Ah, but a man's reach should exceed his grasp, Or what's a heaven for?
—Robert Browning

According to a recent snippet in Harper's magazine, the reach of American entrepreneurship has exceeded that of the builders of the Tower of Babel and extends into heaven itself. Afterlife Telegrams offers to deliver messages to the dead for a price of $10 a word (with a five-word minimum) by way of terminally ill patients who promise to deliver the messages upon "passing into the afterlife."

In the fine print of the agreement, however, it warns customers that it cannot guarantee the message will get through. "The truth is," Afterlife Telegrams solemnly warns, "no one knows what happens when someone dies."

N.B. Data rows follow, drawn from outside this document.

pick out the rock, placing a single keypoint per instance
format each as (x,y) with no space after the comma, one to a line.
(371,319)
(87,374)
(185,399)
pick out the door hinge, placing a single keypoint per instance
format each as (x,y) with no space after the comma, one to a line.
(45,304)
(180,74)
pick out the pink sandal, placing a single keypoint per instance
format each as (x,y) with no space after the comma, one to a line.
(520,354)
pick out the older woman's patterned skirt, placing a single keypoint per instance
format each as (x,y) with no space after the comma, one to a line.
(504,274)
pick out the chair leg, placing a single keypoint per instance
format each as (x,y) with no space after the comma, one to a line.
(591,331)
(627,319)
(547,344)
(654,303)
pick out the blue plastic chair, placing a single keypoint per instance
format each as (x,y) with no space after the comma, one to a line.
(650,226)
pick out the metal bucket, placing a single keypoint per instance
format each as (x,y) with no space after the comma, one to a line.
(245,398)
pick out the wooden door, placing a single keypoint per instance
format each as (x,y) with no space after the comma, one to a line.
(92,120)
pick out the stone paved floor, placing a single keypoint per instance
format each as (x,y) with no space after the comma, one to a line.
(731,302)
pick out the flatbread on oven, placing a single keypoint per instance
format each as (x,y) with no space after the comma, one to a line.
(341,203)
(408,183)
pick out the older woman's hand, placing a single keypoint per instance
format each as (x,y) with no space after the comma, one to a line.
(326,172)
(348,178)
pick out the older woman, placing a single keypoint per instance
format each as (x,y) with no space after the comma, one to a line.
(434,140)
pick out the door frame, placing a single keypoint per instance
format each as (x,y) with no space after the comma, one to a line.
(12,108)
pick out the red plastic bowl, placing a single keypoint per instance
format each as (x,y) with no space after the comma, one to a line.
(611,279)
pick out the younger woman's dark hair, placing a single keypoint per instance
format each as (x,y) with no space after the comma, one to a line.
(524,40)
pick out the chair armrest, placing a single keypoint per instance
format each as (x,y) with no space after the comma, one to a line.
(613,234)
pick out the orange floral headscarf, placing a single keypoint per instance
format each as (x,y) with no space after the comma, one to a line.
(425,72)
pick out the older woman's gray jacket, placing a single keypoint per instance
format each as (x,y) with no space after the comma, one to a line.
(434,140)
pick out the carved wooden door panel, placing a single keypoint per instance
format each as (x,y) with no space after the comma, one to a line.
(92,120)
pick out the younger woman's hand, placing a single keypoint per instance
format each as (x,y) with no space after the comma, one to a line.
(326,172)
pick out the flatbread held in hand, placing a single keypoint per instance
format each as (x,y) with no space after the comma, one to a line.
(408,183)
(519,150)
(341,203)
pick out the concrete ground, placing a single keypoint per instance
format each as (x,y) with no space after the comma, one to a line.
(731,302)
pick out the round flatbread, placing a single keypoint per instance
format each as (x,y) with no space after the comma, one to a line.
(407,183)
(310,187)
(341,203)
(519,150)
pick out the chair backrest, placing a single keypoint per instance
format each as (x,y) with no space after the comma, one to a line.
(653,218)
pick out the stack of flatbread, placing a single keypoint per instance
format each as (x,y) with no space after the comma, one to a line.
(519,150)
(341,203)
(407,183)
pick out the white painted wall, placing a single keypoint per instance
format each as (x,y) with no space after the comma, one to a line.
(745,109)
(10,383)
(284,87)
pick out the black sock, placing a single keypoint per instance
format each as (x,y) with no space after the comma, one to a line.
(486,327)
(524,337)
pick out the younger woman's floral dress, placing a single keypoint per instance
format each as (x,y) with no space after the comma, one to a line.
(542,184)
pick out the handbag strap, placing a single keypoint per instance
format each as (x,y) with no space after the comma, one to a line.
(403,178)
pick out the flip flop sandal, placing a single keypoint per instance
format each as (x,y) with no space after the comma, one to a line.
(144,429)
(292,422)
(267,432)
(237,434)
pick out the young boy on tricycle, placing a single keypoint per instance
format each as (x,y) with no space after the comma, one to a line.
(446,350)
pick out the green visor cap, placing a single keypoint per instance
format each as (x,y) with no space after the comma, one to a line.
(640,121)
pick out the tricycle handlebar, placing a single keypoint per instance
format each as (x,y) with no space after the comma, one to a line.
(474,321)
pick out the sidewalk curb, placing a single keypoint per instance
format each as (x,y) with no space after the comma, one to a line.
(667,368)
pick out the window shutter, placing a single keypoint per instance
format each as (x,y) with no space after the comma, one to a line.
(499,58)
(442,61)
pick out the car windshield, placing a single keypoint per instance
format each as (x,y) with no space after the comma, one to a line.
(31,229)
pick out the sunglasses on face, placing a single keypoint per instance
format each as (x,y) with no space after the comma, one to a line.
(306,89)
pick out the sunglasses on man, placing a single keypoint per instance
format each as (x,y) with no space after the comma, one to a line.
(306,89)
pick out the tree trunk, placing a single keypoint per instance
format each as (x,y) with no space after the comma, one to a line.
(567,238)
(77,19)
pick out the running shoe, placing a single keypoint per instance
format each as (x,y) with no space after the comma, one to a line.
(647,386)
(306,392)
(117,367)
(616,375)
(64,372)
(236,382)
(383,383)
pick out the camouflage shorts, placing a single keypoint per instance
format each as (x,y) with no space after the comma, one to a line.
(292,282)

According to a spate of books reaching back several years, however, it is clear that lots of people have thought they knew what happens when someone dies, and they have described it in considerable detail. Indeed, the description of heaven and other aspects of the afterlife occupies a prominent place in the history of Western ideas. Describing heaven has rarely been the result of idle speculation or objective biblical theology, but has customarily been about what is, and what should be, going on in this world.

Rose Bowl or Garden City


Several recent books present startling historical arrays of portraits of heaven. Colleen McDannell and Bernhard Lang's Heaven: A History has won considerable notice for its sweeping coverage of both popular and élite accounts of heaven. Jeffrey Burton Russell covers much the same ground in his more recent survey, A History of Heaven, but is stuck on Dante's vision. In The Early History of Heaven, J. Edward Wright examines views of heaven outside Israel and the church that might have influenced biblical concepts. ...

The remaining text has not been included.